Teleportation with non-maximally entangled states and underlying unitary algebras of certain bipartite systems

TL;DR

This paper introduces analytic criteria for entanglement detection in bipartite qubit and qutrit systems, explores teleportation protocols with non-maximally entangled states, and discusses underlying algebraic structures and experimental implications.

Contribution

It provides new analytic tests for entanglement, links these to underlying SU(2) and SU(3) algebras, and extends teleportation protocols to non-maximally entangled states with enhanced security.

Findings

Determinant-based entanglement criteria for qubits and qutrits

Teleportation with non-maximally entangled states is feasible

Underlying SU(2) and SU(3) algebras explain entanglement properties

Abstract

New convenient thumbrules are obtained to test entanglement of wavefunctions for bipartite qubit and qutrit systems. All results are analytic. The new results are: (a) For bipartite qubit systems there exists a matrix $A$ for which $\det A = 0$ implies unentanglement while $\det A \ne 0$ implies entanglement.
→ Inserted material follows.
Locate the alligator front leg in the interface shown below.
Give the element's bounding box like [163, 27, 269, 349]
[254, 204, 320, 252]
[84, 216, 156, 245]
There is an underlying SU(2) algebra. (2) Teleportation for a general qubit state is possible by using non-maximally entangled bipartite qubit states. This protocol has an additional parameter, viz., $\det A$, which enhances the cryptographic security of the teleportation. (c) For qutrits there is a matrix $P$ for which $\det P = 0$ simultaneously with ${\rm tr}P=\pm 1$ imply unentanglement. Any departure from these conditions implies entanglement. There exists an underlying SU(3) algebra. (d) Physical interpretation of the underlying algebras are given and plausible experimental scenarios are proposed for the SU(2) case in the context of two entangled electrons. (e) The entanglement entropy in both cases, viz., for qubits and qutrits respectively, are expressed in terms of the determinants and trace of the matrices mentioned above.